İnsan zaman zaman bu hislerden kaçmak, yok saymak ister. Çünkü duyguların üzerimize bu kadar yoğun çöktüğünde, içinden çıkılmaz bir girdapta kayboluyormuşuz gibi hissedebiliriz. Ancak, duyguları bastırmak onları yok etmek anlamına gelmez; aksine, onları daha da güçlendirir.
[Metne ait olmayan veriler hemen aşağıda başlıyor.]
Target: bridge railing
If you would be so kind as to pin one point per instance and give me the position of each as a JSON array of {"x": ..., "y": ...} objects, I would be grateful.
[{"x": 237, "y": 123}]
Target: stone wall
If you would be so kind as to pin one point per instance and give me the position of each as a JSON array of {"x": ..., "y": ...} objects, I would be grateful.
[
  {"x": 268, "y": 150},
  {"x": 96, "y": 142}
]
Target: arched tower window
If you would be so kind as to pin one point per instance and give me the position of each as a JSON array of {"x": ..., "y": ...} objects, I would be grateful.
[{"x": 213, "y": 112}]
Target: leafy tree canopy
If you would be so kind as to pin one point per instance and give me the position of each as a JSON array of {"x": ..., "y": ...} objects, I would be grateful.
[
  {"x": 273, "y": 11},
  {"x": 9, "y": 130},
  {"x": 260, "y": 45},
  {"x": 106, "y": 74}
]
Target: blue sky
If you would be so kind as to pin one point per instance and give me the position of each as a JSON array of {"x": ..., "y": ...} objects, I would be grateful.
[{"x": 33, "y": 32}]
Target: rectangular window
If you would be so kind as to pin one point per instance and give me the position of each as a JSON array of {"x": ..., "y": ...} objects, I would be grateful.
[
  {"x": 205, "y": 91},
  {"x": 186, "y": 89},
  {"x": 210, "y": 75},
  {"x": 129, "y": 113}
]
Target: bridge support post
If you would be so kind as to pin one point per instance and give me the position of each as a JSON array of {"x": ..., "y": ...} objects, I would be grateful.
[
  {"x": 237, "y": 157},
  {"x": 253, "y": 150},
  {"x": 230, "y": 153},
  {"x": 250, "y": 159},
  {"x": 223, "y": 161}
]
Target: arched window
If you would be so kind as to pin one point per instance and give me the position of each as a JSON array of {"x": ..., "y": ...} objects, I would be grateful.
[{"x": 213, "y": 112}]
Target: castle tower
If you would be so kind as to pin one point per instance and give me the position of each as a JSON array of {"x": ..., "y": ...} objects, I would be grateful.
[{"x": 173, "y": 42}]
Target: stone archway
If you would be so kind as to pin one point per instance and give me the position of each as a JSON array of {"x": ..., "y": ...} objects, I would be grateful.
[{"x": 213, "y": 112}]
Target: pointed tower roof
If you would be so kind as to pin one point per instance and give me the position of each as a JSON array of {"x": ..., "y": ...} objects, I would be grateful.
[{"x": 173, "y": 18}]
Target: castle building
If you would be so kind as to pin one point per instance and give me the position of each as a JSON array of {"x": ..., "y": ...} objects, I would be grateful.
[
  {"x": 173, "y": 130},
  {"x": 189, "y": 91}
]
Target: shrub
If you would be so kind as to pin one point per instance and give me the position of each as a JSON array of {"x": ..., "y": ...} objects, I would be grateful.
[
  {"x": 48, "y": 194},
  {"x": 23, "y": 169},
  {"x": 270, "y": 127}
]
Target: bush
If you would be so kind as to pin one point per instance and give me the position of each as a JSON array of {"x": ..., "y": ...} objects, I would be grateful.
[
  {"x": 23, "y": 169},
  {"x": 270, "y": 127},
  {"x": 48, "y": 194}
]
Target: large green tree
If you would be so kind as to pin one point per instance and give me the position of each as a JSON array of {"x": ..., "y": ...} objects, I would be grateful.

Bazen kendimizi “Bunu hissetmemeliyim” diye ikna etmeye çalışırız. Oysa insan olmanın en temel yanlarından biri hissetmektir. Üzüntü de bize aittir, hayal kırıklığı da… Bizi zorlayan, içimizi acıtan duygular da hayatın bir parçasıdır. Asıl sorun, bu duyguları nasıl yönettiğimizdir. Bastırmaya çalıştıkça, bir noktada onları daha yoğun yaşamak zorunda kalırız.
Duygularına Kulak Ver
Duygularınla savaşmak yerine, onlarla dost olmayı denedin mi? Önce dur ve kendine sor: "Şu an gerçekten ne hissediyorum?" Bu sorunun cevabını vermek bazen zor olabilir çünkü yüzleşmekten kaçındığımız şeyler çoğu zaman bilinçaltımızın derinliklerine gömülür. Ama bu soruya dürüstçe yanıt verdiğinde, içindeki karmaşanın düğümleri yavaş yavaş çözülmeye başlar.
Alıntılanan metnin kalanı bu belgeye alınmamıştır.